Combine 2 egg yolks and 100g (28 oz) Crème fraîche. Remove sauce from heat. While constantly stirring, add 1 TBS of sauce to the add egg/crème fraîche mixture and stir. Repeat three times. This is to bring up the temperature of the egg/crème mixture, so the egg does not clot. Add the mixture to the sauce, while stirring with a whisk. Season sauce with lemon juice, salt, and pepper.
Add cucumbers, capers, and meatballs to the sauce at keep warm and *do not* bring to a boil anymore at this point!
Warm plates in oven.
The mashed potatoes
Remove water from potatoes. Add 2 TBS of butter, 1 cup of milk, 2 TBS of truffles oil, and a pinch of nutmeg. Mash hard with a potato masher until you have your desired consistency of mashed potato. (I like to leave some texture). Season with freshly ground salt.
Decorate mashed potatoes, and meatballs to your preference on a warm plate. Decorate with lemon and fresh parsley Serve red beetroot salad on a separate small plate or bowl.
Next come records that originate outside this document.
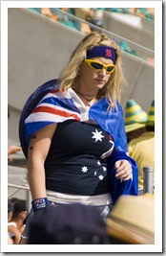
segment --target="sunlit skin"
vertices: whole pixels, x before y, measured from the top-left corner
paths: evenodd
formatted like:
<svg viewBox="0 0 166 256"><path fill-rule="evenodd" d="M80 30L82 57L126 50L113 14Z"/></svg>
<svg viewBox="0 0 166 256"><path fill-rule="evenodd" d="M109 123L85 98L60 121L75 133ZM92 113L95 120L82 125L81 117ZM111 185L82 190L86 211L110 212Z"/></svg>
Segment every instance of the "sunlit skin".
<svg viewBox="0 0 166 256"><path fill-rule="evenodd" d="M114 64L113 60L107 58L93 58L92 59L102 62L109 65ZM90 67L85 61L81 64L79 73L81 76L78 78L78 82L75 86L75 90L82 94L96 95L98 90L101 89L112 74L107 74L106 70L95 71Z"/></svg>

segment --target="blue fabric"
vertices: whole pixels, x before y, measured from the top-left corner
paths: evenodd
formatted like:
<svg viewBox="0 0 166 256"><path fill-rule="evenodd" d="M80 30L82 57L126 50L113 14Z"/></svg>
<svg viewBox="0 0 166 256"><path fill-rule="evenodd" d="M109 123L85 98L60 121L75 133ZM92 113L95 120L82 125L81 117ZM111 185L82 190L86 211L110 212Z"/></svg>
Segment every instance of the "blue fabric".
<svg viewBox="0 0 166 256"><path fill-rule="evenodd" d="M116 171L114 169L114 163L115 161L122 159L128 160L131 163L133 169L133 178L127 181L123 181L115 177ZM137 165L135 161L130 156L128 156L125 152L114 150L112 152L112 155L107 158L107 163L108 163L108 172L111 182L111 187L110 187L111 195L113 198L114 204L115 203L119 196L122 195L137 196L138 181L137 181Z"/></svg>

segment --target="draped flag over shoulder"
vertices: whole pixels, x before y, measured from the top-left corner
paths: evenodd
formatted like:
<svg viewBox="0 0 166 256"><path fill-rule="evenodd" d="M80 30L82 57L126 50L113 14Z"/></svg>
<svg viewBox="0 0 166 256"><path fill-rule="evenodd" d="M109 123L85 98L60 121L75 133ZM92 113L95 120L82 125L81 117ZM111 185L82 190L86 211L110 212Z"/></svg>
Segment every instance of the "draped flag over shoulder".
<svg viewBox="0 0 166 256"><path fill-rule="evenodd" d="M109 111L108 106L109 103L102 98L87 109L72 88L60 91L57 80L42 84L29 98L20 118L19 135L26 157L29 138L33 132L48 125L70 119L95 121L111 134L118 151L127 151L122 108L118 103L117 107Z"/></svg>

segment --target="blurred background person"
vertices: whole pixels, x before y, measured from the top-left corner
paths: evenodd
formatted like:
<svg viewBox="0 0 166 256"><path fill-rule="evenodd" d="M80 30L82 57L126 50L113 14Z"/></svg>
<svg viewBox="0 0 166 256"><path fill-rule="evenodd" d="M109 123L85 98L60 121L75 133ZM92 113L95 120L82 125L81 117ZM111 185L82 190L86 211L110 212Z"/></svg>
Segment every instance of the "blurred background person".
<svg viewBox="0 0 166 256"><path fill-rule="evenodd" d="M130 99L126 103L125 129L128 143L145 132L144 122L147 120L147 113L134 99Z"/></svg>
<svg viewBox="0 0 166 256"><path fill-rule="evenodd" d="M155 180L155 100L145 124L146 131L128 144L129 155L137 163L139 188L143 188L143 167L148 165L154 168Z"/></svg>
<svg viewBox="0 0 166 256"><path fill-rule="evenodd" d="M26 200L14 198L12 207L13 212L8 222L8 230L14 235L14 244L18 244L24 231L23 221L27 217Z"/></svg>

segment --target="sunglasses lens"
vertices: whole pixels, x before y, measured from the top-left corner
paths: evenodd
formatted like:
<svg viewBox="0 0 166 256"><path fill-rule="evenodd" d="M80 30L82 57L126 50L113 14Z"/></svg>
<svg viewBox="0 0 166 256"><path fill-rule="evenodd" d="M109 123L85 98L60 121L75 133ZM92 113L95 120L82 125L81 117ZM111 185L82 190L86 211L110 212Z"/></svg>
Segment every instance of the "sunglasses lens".
<svg viewBox="0 0 166 256"><path fill-rule="evenodd" d="M113 66L110 66L110 67L107 67L107 72L111 73L114 70L114 67Z"/></svg>
<svg viewBox="0 0 166 256"><path fill-rule="evenodd" d="M93 67L96 70L101 70L103 68L102 64L96 63L96 62L93 62L93 61L91 62L91 66Z"/></svg>

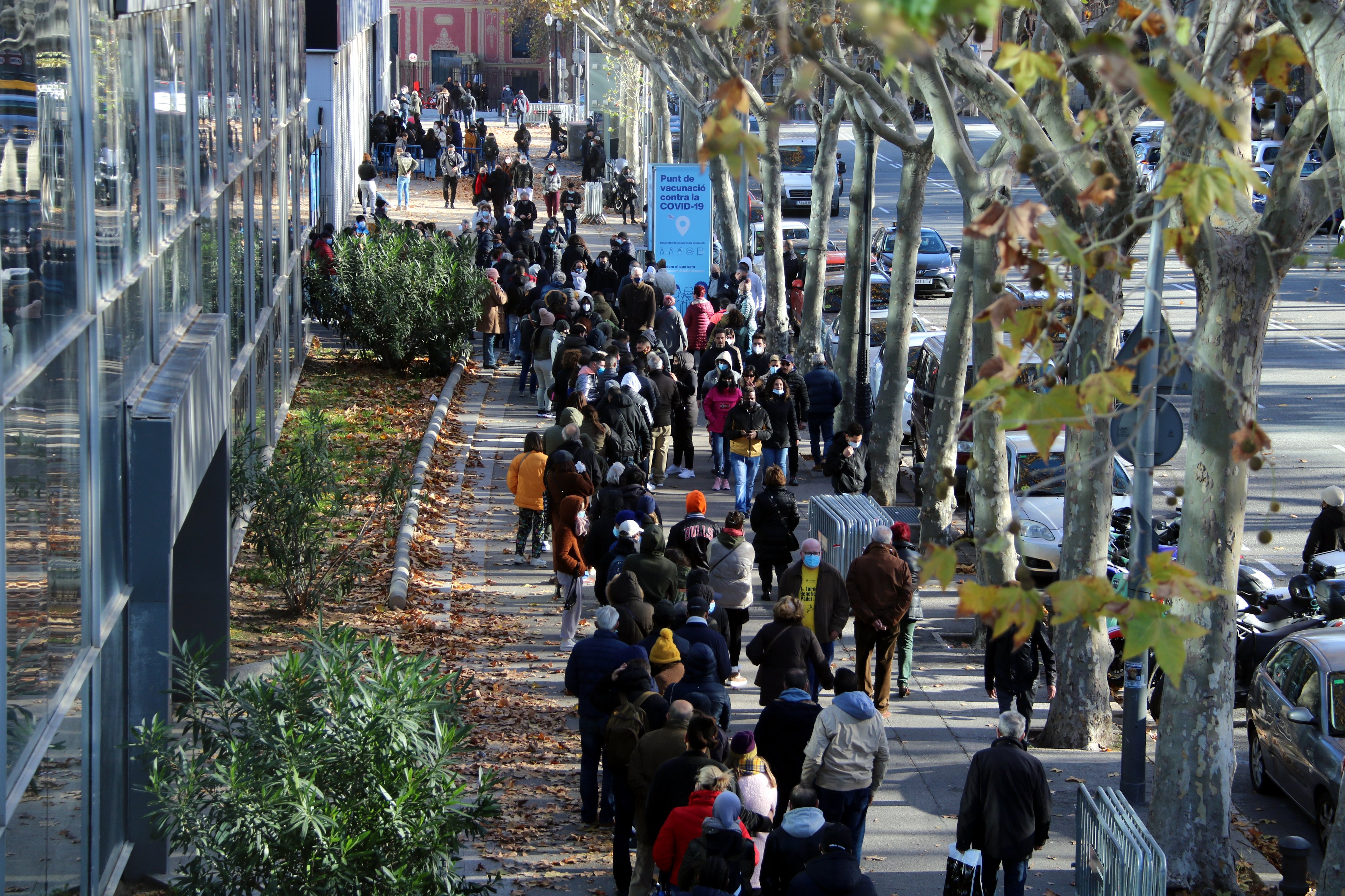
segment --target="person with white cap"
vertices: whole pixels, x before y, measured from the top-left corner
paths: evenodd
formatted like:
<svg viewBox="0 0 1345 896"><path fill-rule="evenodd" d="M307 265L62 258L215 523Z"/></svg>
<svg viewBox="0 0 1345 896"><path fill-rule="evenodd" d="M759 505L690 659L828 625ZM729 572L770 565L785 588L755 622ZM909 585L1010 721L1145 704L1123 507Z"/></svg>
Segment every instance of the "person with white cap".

Decorate with fresh parsley and dill.
Serve with a dry white wine or a cold beer.
The pickled red beetroot may be difficult to get. If this is the case use the following as a substitute:
500 g of carrots roughly chopped and boiled in salt water until tender. Add 1 TBS of butter and 2 TBS of Crème fraîche. Season with salt and pepper and add 3 TBS of freshly chopped parsley.